Signals and methods are all the same from a mainloop point of view, they
are just messages to be dispatched.
> For our framework, using threads is par for the course, so using them
> is probably easiest -- the attached code uses them. The best solution
> (in Python, the language of our app) that I could come up with is
> attached [0].
>
> Essentially, what I do is start a thread that sits in a loop calling
> dispatch() on the connection, then sleep a little if there's nothing
> to do [1].
Rather than sleeping, you should simply block. The simplest loop (in C) is:
while (dbus_connection_read_write_dispatch(connection, -1))
;
This will dispatch if there's stuff to dispatch, otherwise block.
> 1. What do I have to worry about for thread safety? Can I still make
> blocking calls from other threads?
libdbus is supposed to support using the same connection from multiple
threads, but there are issues with that right now (see the patch I
posted last Friday). So you'd probably end up fixing some bugs in
libdbus if you used the same connection from multiple threads.

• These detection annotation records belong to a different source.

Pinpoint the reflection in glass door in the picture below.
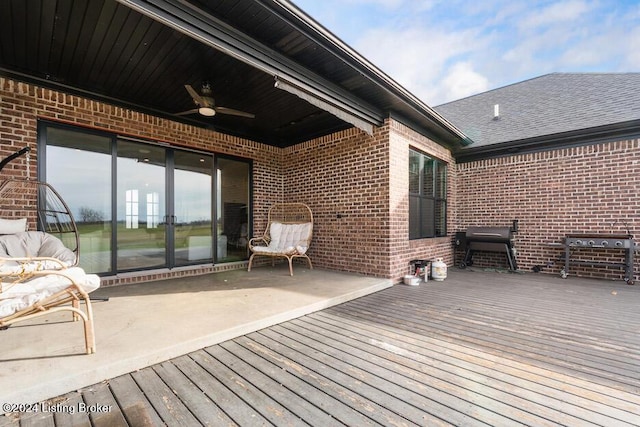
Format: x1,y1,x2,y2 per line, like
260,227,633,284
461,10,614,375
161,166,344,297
170,151,213,265
41,127,113,273
116,140,167,270
43,123,251,274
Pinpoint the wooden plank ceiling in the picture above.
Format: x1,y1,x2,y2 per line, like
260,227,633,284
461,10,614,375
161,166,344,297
0,0,350,146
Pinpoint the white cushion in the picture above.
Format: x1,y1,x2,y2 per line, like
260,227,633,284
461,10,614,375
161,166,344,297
0,218,27,234
0,267,100,318
264,222,312,254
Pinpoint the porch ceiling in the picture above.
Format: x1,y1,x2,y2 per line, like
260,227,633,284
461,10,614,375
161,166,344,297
0,0,464,147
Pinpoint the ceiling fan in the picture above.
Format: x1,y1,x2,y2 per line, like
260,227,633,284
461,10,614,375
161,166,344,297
176,82,256,119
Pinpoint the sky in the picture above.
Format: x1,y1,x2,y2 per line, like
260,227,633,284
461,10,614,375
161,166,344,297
292,0,640,107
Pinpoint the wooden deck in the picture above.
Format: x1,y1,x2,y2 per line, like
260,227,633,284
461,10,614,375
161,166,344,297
0,271,640,427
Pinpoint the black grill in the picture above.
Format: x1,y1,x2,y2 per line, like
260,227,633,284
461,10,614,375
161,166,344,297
458,227,518,271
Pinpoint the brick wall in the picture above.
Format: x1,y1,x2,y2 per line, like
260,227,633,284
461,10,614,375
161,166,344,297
0,77,283,284
283,125,389,277
389,120,458,281
0,78,464,283
457,139,640,280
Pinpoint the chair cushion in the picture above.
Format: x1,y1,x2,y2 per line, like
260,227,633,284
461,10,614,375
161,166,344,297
0,231,76,273
269,222,312,253
0,267,100,318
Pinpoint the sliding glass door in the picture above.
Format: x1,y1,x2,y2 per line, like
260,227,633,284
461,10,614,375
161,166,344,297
38,125,251,274
43,127,115,273
174,151,213,265
116,140,168,270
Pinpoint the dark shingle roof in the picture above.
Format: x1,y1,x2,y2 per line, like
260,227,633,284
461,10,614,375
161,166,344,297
434,73,640,149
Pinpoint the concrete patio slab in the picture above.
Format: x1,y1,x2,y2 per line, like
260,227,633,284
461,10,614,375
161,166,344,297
0,266,392,403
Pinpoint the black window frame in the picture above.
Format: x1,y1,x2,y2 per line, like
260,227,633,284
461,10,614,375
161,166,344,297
408,148,448,240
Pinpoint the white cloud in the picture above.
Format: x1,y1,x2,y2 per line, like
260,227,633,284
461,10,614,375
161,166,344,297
443,62,489,99
294,0,640,105
519,0,590,30
356,28,481,105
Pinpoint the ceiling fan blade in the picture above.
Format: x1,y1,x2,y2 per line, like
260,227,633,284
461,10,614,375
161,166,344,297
215,107,256,119
184,85,205,106
176,108,198,116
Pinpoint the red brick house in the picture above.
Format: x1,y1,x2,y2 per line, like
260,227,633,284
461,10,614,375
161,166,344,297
0,0,469,284
435,73,640,280
0,0,639,284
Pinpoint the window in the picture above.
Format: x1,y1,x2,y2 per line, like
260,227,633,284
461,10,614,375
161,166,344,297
409,149,447,239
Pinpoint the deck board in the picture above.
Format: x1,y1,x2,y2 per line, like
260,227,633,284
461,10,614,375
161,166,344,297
0,271,640,427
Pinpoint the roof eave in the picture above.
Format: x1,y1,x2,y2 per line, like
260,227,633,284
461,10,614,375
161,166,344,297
262,0,473,147
454,120,640,163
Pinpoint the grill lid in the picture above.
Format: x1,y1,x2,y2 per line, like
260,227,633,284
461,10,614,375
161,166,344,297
466,227,513,242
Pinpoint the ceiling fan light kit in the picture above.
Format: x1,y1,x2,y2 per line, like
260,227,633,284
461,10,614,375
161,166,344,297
198,107,216,117
176,82,255,119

> 2. I don't get signals after a bit of time. If I run the glib
> eventloop, I can leave the program running for a while and still
> get signals from Avahi when new things come up and when things go
> down. After a few seconds, my solution seems to stop working.
No guesses, just some bug I imagine. dbus verbose mode might help (set
DBUS_VERBOSE=1 in the environment)
> if dispatch_status == 0:
> print "dispatching" # -
> msg = con.borrow_message() # |
> print msg.get_type() # + The added code is here
> print msg.get_sender() # |
> con.return_message(msg) # _
> dispatch_status = con.dispatch()
>
> Most of the time msg.get_type() would give me message type 3,
> signal messages. However, sometimes I would get a message type 2
> (method return I think) and the code would segfault. It's likely
> that it's segfaulting because I haven't locked something when I
> should have, but it was learning code, so I chucked it.

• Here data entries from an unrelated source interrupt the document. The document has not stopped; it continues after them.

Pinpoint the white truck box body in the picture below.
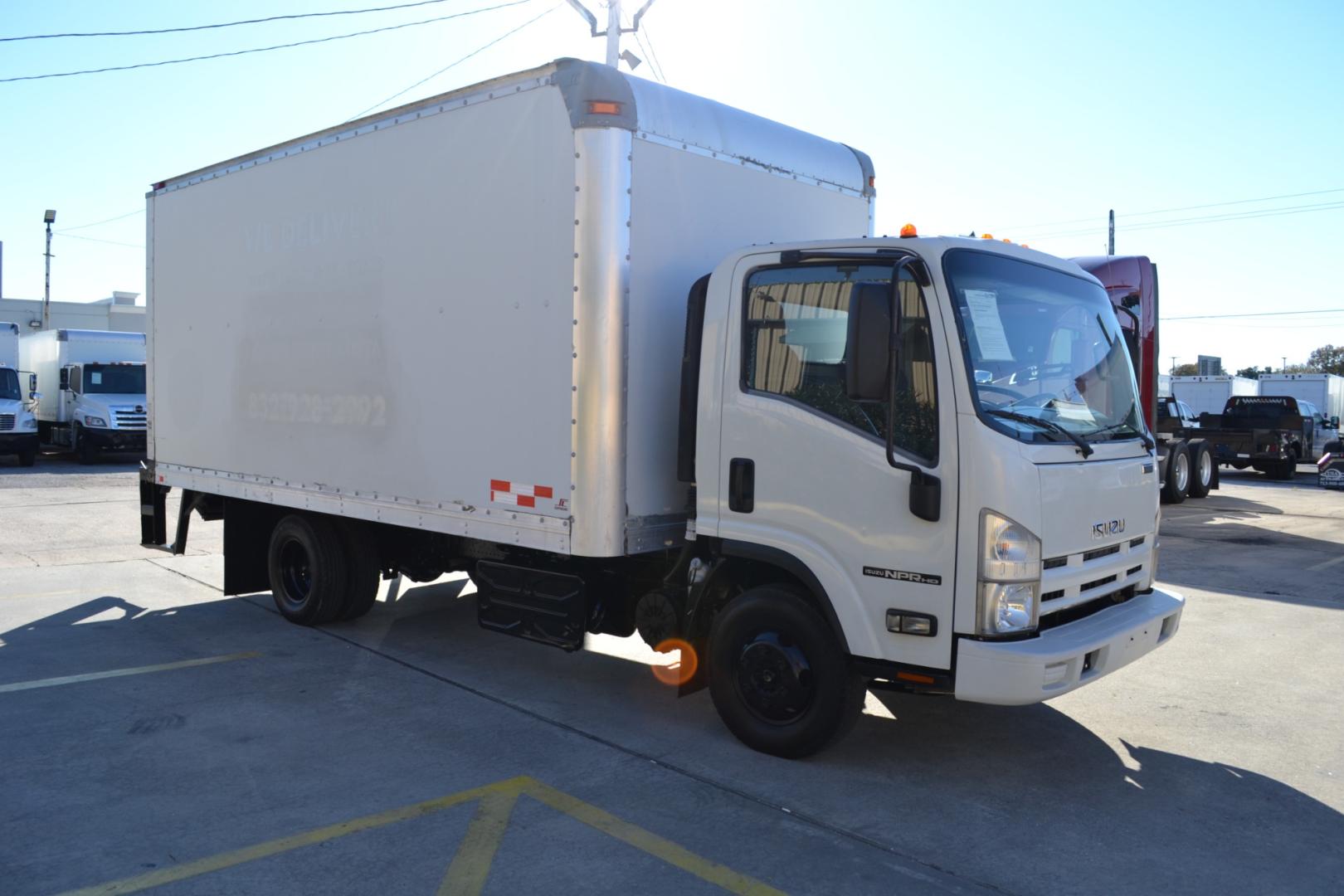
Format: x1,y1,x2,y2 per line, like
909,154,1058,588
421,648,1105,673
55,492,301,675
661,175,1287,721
148,61,872,556
1261,373,1344,419
19,329,145,421
0,321,19,371
1171,376,1259,416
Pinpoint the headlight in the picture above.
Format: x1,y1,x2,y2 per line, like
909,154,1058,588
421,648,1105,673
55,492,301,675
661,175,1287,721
976,510,1040,636
977,582,1039,634
980,510,1040,582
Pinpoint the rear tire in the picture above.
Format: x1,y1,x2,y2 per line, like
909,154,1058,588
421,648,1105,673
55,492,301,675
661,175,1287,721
707,586,865,759
267,514,348,626
1188,439,1215,499
336,520,379,619
1162,442,1190,504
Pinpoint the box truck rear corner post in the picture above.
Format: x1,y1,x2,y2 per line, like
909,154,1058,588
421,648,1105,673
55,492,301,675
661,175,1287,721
141,59,1184,757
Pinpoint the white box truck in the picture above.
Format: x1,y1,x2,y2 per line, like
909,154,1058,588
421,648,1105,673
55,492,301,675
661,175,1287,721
1261,373,1344,429
19,329,149,464
141,59,1184,757
1171,376,1261,416
0,321,37,466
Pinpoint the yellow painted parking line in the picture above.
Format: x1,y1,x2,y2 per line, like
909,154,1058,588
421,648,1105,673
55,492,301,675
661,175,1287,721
62,778,528,896
0,650,261,694
438,791,518,896
524,781,783,896
61,775,783,896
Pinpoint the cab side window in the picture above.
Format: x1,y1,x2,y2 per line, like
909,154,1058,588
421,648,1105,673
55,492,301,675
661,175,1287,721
742,262,938,464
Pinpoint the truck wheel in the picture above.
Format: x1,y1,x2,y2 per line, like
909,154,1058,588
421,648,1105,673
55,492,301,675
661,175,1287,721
267,514,347,626
709,586,864,759
1162,443,1190,504
336,520,379,619
1190,439,1214,499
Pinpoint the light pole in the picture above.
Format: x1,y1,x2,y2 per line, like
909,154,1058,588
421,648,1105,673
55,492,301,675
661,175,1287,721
41,208,56,329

Could be a bug in libdbus, I don't think the borrow/return stuff has
been heavily used by anyone.
> However, I still want to know how I should handle non-signal
> messages.
All messages should work the same way ... there's just a single message
queue.
> I've read through
> http://dbus.freedesktop.org/doc/api/html/dbus-mainloop_8c-source.html
> for the dbus-mainloop.c source and it does far more than simple,
> brain-dead loop. However, I don't know how much more I need to
> implement.
If you are happy to just block, then I think dbus-monitor.c for example
does the while (read_write_dispatch) thing.